The standard 150bhp DS3 DSport hatch is a funky looking Mini alternative but lacks the performance to trouble many performance hatchbacks, but that’s set to change with a tuned version of the 1.6-litre THP engine under the bonnet. Now with 200bhp at its disposal the DS3 Racing is ready to go chasing the 175bhp Mini Cooper S and John Cooper Works (that both share the same basic engine) and will give the upcoming Audi A1 a run for its money.
Unveiled at Geneva, the Citroën DS3 Racing will appear in the second half of 2010 and will be limited to a run of just 1000 units. This isn’t just a cosmetically enhanced model either, there are a lot of mechanical changes to the car to enhance power and improve handling.
The engine has been reworked to improve power by almost 30% over the standard unit, with torque up 15% to 275Nm. This is thanks to some new powertrain components, a reworked turbo and an ECU upgrade. Sadly there’s no word on the actual performance figures for the DS3 Racing, but rest assured it’ll be pretty fast.
A quicker steering rack promises improved steering response, while frot and rear shocks have been tuned to cope with the extra power. Stiffer springs are used, resulting in a drop of 15mm in ride height, while both front and rear track are increased by 30mm to improve stability.
The braking system has also been upgraded to ensure control over the car’s additional horsepower.
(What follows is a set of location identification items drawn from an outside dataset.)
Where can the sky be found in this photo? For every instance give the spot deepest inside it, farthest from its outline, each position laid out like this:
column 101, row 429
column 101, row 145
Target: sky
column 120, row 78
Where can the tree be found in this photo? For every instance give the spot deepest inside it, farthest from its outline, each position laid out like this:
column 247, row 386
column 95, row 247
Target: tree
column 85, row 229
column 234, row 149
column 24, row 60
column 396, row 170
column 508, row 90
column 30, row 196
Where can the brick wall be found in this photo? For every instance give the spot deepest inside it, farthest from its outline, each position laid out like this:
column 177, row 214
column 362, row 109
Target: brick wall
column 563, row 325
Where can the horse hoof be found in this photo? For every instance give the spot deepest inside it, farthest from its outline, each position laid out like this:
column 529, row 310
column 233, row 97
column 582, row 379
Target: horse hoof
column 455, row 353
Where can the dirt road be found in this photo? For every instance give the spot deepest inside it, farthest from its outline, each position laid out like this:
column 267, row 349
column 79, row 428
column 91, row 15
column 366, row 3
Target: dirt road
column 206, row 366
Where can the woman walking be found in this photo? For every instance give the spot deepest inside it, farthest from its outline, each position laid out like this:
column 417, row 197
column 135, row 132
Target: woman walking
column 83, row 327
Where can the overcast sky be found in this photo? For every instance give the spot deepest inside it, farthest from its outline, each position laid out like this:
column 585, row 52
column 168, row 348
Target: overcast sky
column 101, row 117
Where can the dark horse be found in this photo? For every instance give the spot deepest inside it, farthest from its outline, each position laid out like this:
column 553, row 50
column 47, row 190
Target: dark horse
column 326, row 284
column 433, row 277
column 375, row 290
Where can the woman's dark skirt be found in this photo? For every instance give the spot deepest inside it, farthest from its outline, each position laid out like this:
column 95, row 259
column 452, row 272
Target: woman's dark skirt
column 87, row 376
The front wheels get 4-piston racing callipers and special disc-brakes, while the rear wheels gwet new drilled discs. On top of that, the ESP has been adapted to complement the sportier handling and improve control, but can be disengaged according to your preferred driving style.
The plan is for production Citroën DS3 Racing editions to be finished in a special workshop and fitted with a parts kit developed according to Citroën Racing specifications, in a similar way to how Abarth fit the Esseesse kits to their cars. But will Citroën ship the parts in a special wooden crate and allow you to take it home with you?